E mi è venuto in mente che, se non potete essere qui, non c’è motivo perché non possiate sentirlo: tra l’altro, Seamus Heaney è anche un magnifico lettore di poesie, sue e altrui.

E allora eccolo in questo piccolo video, mentre legge Digging, una faccenda vecchia e fondamentale a proposito di tradizione, eredità e, soprattutto, natura, rigore, gioia e fatica della poesia. 

Digging

Between my finger and my thumb
The squat pen rests; as snug as a gun.

Under my window a clean rasping sound
When the spade sinks into gravelly ground:
My father, digging. I look down

Till his straining rump among the flowerbeds
Bends low, comes up twenty years away
Stooping in rhythm through potato drills
Where he was digging.

The coarse boot nestled on the lug, the shaft
Against the inside knee was levered firmly.
He rooted out tall tops, buried the bright edge deep
To scatter new potatoes that we picked
Loving their cool hardness in our hands.

By God, the old man could handle a spade,
Just like his old man.

My grandfather could cut more turf in a day
Than any other man on Toner’s bog.
Once I carried him milk in a bottle
Corked sloppily with paper.

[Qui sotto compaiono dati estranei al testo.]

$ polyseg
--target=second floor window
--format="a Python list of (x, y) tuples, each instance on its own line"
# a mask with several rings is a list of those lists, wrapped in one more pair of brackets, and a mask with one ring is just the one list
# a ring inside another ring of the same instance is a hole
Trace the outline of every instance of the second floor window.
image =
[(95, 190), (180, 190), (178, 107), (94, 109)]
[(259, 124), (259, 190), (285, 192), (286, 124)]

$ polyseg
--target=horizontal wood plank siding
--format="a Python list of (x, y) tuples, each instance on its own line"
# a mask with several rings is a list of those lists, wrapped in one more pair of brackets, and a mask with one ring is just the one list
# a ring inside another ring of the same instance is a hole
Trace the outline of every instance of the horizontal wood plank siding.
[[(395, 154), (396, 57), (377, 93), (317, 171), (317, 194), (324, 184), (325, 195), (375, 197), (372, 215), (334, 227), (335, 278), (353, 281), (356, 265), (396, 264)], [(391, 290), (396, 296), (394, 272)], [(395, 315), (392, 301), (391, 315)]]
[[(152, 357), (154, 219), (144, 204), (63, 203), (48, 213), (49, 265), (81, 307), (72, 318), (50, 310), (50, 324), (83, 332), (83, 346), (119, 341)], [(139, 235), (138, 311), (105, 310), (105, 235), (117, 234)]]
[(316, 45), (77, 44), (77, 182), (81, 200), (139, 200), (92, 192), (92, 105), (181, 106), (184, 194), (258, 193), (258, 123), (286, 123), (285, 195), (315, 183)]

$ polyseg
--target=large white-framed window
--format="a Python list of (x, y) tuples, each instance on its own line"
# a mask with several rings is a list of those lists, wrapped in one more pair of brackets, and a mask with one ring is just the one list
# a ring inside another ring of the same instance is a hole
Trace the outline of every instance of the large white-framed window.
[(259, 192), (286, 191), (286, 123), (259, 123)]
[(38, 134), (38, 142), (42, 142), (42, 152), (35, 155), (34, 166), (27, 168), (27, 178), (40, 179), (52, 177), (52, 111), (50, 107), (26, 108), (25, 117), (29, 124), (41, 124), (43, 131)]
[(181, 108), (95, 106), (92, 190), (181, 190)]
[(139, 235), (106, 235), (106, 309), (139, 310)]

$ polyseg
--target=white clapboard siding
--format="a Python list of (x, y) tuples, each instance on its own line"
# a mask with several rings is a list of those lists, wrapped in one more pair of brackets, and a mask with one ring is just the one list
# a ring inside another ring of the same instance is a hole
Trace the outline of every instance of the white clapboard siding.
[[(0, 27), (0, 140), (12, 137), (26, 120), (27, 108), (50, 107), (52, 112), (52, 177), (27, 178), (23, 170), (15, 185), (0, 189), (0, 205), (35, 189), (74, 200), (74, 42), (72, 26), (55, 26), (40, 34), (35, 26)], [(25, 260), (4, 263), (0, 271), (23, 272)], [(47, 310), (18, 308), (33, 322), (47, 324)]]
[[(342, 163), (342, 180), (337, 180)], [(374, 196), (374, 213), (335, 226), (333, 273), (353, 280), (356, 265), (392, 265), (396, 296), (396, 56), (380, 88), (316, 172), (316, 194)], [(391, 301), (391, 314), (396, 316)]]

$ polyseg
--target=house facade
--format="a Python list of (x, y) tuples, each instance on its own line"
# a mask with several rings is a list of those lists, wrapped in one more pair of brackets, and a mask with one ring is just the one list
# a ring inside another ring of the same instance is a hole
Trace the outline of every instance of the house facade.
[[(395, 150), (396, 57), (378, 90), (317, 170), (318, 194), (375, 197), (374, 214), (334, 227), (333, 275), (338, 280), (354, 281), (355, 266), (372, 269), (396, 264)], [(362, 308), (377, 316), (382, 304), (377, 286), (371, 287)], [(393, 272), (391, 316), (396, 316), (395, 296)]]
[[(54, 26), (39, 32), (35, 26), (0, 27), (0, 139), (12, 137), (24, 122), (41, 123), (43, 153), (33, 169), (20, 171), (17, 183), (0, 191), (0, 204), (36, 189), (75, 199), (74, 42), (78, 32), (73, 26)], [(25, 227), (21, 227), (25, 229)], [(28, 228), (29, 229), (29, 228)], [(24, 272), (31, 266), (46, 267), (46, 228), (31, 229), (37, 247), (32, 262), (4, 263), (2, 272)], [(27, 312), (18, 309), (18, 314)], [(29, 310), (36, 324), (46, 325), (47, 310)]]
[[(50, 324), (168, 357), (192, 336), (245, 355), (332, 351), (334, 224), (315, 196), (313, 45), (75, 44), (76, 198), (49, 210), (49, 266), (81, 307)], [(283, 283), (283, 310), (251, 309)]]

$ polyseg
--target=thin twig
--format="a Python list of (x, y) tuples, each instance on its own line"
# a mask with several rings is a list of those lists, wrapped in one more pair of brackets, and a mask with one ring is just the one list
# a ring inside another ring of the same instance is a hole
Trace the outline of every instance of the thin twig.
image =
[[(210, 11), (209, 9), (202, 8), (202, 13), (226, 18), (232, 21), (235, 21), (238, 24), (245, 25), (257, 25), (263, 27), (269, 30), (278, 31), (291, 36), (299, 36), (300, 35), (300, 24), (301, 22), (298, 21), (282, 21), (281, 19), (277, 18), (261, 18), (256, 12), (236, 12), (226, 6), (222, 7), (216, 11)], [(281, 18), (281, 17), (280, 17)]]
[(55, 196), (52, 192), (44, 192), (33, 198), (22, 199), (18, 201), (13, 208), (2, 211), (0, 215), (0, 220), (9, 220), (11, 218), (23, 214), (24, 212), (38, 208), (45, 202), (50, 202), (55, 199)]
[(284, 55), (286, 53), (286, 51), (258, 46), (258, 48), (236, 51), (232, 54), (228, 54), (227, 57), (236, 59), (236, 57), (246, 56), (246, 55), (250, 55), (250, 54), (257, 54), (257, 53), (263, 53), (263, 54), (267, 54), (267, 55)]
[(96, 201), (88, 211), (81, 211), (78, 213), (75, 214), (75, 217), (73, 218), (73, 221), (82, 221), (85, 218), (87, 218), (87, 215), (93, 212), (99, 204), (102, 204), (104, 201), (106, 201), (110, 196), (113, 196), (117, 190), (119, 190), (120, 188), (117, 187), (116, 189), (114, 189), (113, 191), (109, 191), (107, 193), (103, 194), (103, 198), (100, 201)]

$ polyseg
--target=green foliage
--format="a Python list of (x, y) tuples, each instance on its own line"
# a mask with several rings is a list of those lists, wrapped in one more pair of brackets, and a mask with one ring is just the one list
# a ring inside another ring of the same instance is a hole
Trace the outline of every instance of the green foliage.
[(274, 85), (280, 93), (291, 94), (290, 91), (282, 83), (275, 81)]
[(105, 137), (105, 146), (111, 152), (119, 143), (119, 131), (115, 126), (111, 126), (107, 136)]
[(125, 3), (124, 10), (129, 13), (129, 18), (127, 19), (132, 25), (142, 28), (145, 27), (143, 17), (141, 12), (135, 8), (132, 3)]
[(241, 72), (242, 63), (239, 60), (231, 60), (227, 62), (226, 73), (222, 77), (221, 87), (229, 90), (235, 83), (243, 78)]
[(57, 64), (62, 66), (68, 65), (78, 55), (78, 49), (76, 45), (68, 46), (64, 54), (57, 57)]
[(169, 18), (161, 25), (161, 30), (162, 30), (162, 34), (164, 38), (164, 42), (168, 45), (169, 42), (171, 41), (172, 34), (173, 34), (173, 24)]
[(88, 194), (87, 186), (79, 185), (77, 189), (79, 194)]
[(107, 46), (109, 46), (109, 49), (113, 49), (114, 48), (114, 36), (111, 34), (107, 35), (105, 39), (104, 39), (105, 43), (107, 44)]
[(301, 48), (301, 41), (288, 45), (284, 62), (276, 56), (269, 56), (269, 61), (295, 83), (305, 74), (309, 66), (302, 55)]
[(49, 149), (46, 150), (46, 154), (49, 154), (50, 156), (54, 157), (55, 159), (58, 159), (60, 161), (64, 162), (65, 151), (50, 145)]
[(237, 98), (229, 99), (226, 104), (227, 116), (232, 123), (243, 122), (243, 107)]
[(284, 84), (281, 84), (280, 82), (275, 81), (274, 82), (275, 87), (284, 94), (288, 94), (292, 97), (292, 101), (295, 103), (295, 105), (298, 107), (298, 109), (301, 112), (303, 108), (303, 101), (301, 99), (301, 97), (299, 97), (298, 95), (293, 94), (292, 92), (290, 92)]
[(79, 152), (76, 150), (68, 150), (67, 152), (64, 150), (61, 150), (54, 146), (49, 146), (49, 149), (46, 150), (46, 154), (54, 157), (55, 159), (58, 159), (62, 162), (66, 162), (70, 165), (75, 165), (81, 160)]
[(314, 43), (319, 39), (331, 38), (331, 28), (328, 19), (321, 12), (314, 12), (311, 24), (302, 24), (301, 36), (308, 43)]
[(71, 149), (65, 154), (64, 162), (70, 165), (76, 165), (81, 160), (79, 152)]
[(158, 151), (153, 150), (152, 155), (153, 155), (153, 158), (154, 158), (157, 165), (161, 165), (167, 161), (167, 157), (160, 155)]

He straightened up
To drink it, then fell to right away
Nicking and slicing neatly, heaving sods
Over his shoulder, digging down and down
For the good turf. Digging.

The cold smell of potato mold, the squelch and slap
Of soggy peat, the curt cuts of an edge
Through living roots awaken in my head.
But I’ve no spade to follow men like them.

Between my finger and my thumb
The squat pen rests.
I’ll dig with it.

da Death of a Naturalist (1966)

E Qui trovate la traduzione di A. Gentili.

Ok, fra poco vado. E no, non ce l’ho più l’orgia di lepidotteri nell’epigastrio. Col che spero di non avere abbassato la guardia, perché oggi è ancora giornata campale. Vado. Vado. Vado.



Giornate Campali

Per quello che posso solo considerare un corto circuito organizzativo, lo spettacolo degli implumi ha finito col sovrapporsi – si parva licet – alla tregiorni virgiliana di Seamus Heaney.

Lo ripeto: si parvissima licet, ma ciò non toglie che per la sottoscritta questo significhi un sacco di triplo galoppo e un’ansia che non vi fate un’idea.

Così, per dire, adesso mi precipito a scuola a sovrintendere alla prova generale de Il Benefico Burbero  – tristemente consapevole che il sonoro è quello che è, e che parte dei costumi è ancora una questione allo stato gassoso, e che, meteo pendente, ancora non sappiamo se alla fin fine avremo una piattaforma all’aperto di sette metri per otto o un palcoscenichino al chiuso, grande come due francobolli da sessanta centesimi accostati…

E comunque poi all’una devo essere sull’attenti, pronta a partire per Bologna per accogliere gli Heaney al treno, accompagnarli in albergo a Virgilio, e poi alla vernice di una mostra e poi a cena.

E poi domani c’è l’incontro con le scuole, per il quale non ho ancora finito di preparare la mia introduzione, e non so se sia troppo sperare che Professor H. abbia scritto il testo della sua lezione, così che possa dargli un’occhiatina preventiva, e dove, dove, dove li accompagnerò domani pomeriggio, se piovono cani&gatti come sembra promettere il Tetto dell’Aeronautica? Perché naturalmente i palazzi in città li hanno già visti, e…

E non cominciamo nemmeno a pensare al terrificante fatto che non ho ancora avuto un briciolo di tempo per prepararmi alla lettura delle poesie, perché salta fuori che, nella mia qualità di interprete con formazione teatrale, dovrò anche leggere tre – o forse quattro…

Ma non sono nervosa.

Non lo sono affatto.

Nemmeno per sbaglio. Nemmeno da lontano. Nemmeno remotissimamente.

Ecco.

E adesso sarà meglio che vada a scuola, perché manca molto poco perchè sia in ritardo.

Pensatemi. Wish me luck.

E no – non sono, non sono, non sono nervosa.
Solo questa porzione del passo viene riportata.